Bettis, commonly known as “the bus” because of his size and pounding running style, played 13 seasons in the NFL, making his biggest mark with the Pittsburgh Steelers.
Bettis was inducted into the Pro Football Hall of Fame in 2015 as a no-doubter, but the legendary running back recently had some critical words to say about the NFL and the league’s lack of transparency over the years in regard to football and brain injuries — specifically concussions and CTE, via Aron Heller of the Associated Press.
“You definitely feel as though you were taken advantage of in a way that you weren’t given that information, and you always want to have the choice of knowing, and when that is taken away from you, you feel as though you were taken advantage of.”
The NFL and football as a whole has become much more aware and open about brain injuries recently, especially in the Roger Goodell era, but it’s worth noting that there’s still a long ways to go. Concussions in football are still a major issue, though teams from the NFL to the pee-wee level have started taking head injuries very seriously. That’s the good news. The protocols are changing and head-safety is becoming a focus. According to Bettis, though, there are plenty of veteran NFL stars who weren’t afforded that honesty and clarity surrounding head injuries.
“I don’t think you’ll find many guys that had a long career, played 10-plus years, that didn’t have a concussion.”
The NFL may never be able to avoid concussions completely, especially considering the violent nature of the game being played at that level, but it’s rather clear that the league is taking steps towards player safety.

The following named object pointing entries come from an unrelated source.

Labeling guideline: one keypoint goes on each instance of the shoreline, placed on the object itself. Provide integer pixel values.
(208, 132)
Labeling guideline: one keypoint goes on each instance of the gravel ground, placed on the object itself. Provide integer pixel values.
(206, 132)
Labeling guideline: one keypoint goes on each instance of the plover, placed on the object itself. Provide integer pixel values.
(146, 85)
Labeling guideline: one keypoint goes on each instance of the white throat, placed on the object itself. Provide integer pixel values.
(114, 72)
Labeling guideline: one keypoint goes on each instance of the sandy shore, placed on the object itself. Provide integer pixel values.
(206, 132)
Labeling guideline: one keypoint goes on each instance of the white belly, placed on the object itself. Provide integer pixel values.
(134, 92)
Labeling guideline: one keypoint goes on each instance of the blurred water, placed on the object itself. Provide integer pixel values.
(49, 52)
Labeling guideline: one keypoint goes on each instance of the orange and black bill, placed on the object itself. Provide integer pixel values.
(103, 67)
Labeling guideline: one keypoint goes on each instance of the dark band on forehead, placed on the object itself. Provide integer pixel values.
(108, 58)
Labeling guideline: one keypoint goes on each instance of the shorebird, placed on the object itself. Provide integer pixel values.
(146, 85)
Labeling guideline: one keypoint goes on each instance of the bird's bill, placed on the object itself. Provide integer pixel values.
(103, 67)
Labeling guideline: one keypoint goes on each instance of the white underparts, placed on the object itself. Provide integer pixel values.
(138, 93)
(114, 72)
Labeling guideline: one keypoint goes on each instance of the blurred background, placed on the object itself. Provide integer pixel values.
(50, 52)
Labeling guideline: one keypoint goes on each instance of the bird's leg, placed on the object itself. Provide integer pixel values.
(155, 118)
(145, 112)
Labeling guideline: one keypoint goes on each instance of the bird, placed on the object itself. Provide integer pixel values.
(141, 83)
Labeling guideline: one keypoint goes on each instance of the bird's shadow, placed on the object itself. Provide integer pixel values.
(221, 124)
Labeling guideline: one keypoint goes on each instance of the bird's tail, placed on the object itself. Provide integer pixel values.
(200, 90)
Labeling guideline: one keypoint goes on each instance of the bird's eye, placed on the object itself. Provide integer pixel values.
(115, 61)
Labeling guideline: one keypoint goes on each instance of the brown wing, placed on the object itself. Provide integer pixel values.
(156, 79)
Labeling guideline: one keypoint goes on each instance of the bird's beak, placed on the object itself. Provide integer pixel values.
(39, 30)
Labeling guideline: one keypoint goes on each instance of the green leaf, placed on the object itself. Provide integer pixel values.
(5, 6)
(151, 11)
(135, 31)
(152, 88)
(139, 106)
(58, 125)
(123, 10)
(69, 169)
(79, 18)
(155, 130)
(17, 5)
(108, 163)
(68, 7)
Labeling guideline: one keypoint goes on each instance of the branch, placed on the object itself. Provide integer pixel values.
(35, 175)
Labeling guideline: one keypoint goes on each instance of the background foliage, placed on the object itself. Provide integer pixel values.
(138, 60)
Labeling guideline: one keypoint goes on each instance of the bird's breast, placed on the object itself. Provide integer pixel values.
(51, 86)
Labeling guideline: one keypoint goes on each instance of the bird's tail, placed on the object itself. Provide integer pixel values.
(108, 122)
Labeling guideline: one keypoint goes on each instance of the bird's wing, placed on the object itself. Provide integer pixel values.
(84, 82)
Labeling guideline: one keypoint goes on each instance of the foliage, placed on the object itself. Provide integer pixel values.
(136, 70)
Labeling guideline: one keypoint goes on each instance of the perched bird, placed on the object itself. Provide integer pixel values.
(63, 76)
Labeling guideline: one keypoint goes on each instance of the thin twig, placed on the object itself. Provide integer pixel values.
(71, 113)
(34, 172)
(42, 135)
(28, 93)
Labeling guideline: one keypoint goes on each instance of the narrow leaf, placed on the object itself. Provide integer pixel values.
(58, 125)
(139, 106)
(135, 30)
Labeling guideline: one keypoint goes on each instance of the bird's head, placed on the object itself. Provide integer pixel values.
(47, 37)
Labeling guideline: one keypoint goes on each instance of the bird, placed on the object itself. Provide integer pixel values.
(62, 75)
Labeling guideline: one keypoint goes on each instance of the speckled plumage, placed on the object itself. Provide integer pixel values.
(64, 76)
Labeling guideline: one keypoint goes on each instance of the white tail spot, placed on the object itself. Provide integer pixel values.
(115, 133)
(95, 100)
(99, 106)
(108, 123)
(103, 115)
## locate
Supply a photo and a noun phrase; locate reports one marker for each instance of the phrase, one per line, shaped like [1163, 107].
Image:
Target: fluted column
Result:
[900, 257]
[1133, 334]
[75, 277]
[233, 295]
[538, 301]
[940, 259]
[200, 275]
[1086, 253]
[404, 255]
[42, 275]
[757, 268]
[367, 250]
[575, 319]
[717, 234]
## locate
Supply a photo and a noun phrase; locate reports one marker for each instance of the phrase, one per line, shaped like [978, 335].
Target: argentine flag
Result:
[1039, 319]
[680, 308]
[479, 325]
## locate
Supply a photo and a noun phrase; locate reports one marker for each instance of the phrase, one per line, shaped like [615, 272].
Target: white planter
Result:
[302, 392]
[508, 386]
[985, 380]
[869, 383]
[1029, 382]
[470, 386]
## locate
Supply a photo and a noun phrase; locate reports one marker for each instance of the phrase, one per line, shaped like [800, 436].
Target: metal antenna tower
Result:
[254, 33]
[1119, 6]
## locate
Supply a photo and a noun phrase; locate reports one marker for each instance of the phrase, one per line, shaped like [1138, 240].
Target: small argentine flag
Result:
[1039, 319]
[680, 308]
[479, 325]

Still, that doesn’t erase the years of tight lips in favor of bottom lines over safety, and as long as veteran NFL stars are willing to speak out about what they feel was a major injustice, this is a problem that won’t go away for the league.
Over the course of Bettis’ legendary career, he was a six-time Pro Bowler, a two-time All-Pro and a Super Bowl Champion with the Steelers. He rushed the ball 3,479 times in 13 seasons, accumulating 13,662 yards and 91 touchdowns. For being as big and bruising as he was, it’s worth noting that he also caught 200 passes for 1,449 yards and three receiving touchdowns. He was drafted by the Los Angeles Rams (10th overall in 1993) and spent three years with that organization (one in St. Louis), but the last 10 years of his career were with the Steelers.